As family members were expected to provide devastating news regarding their community, other family members or friends that were either murdered or are still held in captivity, notification protocols were to be followed, including SPIKES (Setting, Perception, Invitation, Knowledge and Empathy), often used by medical professionals [59]. Special care would be taken when delivering bad news to children and adolescents. Teams would then offer guidance to caregivers and, when requested, deliver bad news alongside family members. Whenever possible, psychoeducation on traumatic grief responses would be provided to adults, parents, and children, with specific developmental needs in mind.

(6) Hope

A central objective of terrorism is fostering hopelessness [60]. One aspect of hopelessness is a sense of a foreshortened future, which is well-recognized as a prominent posttraumatic symptom [61]. Following disaster, adolescents have conveyed a decrease in hopeful thinking [62]. Therefore, a vital component of Psychological First Aid is facilitating hope. Survivors, who often perceive challenges stemming from mass trauma as one unsolvable problem, could greatly benefit from enhancing problem-solving strategies. Not only does this help prioritize the overwhelming bombardment of practical tasks that they face, but it could also enhance their sense of control and instill hope [63]. This would be achieved by the provision of developmentally informed psychoeducation, connection to psychosocial, communal and medical resources, and delineation of a detailed discharge plan. For parents, these interventions could reinstate their sense of control and authority, subsequently reassuring their children and instilling hope in them as well. For adolescents, who rely heavily on their parents and peers, special attention was placed on gradually re-connecting them to their social resources by reassuring them that their network has been eagerly awaiting their safe return.

Fig. 2figure 2

Basic components of Optimal Safety, including, specification of primary action items depicted in boxes

Navigating discharge

Recognizing potential future deterioration, we followed post disaster recommendations and intended to coordinate care continuity through careful planning of pragmatic manageable steps [64, 65]. Upon hospital discharge, family members and parents were to be provided with brochures and handouts including important information regarding developmentally informed expected reactions, review of principles for coping with such reactions, and information necessary in case they wish to reach out to Sheba staff members in the future. In addition, connection to community-based resources was a major priority led primarily by the psychosocial teams. Follow up was to be conducted a week and two weeks after discharge, by telephone and in some cases in person, as directed by the Ministry of Health. This was to ensure that needs and wants were met once the returnees were in the community.

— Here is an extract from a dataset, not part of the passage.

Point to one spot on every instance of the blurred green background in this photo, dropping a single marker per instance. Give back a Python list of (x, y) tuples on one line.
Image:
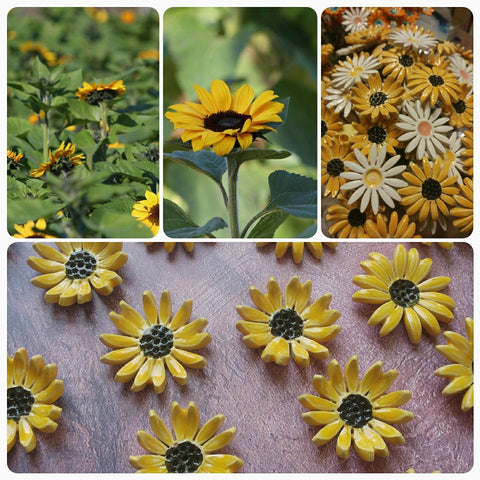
[(268, 48)]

Assessment of the ReSPOND protocol implementation and feasibility was obtained via multi-level supervision conducted by highly experienced adult- and child-trauma as well as medicine experts. This team oversaw protocol development and implementation beginning with training; supervisors participated in live simulations, observed trainees undergo live and video-based simulations, and offered immediate on-site feedback, modeling and guidance. Therefore, feasibility would be assessed based upon supervisors’ feedback pertaining to the ReSPOND protocol implementation.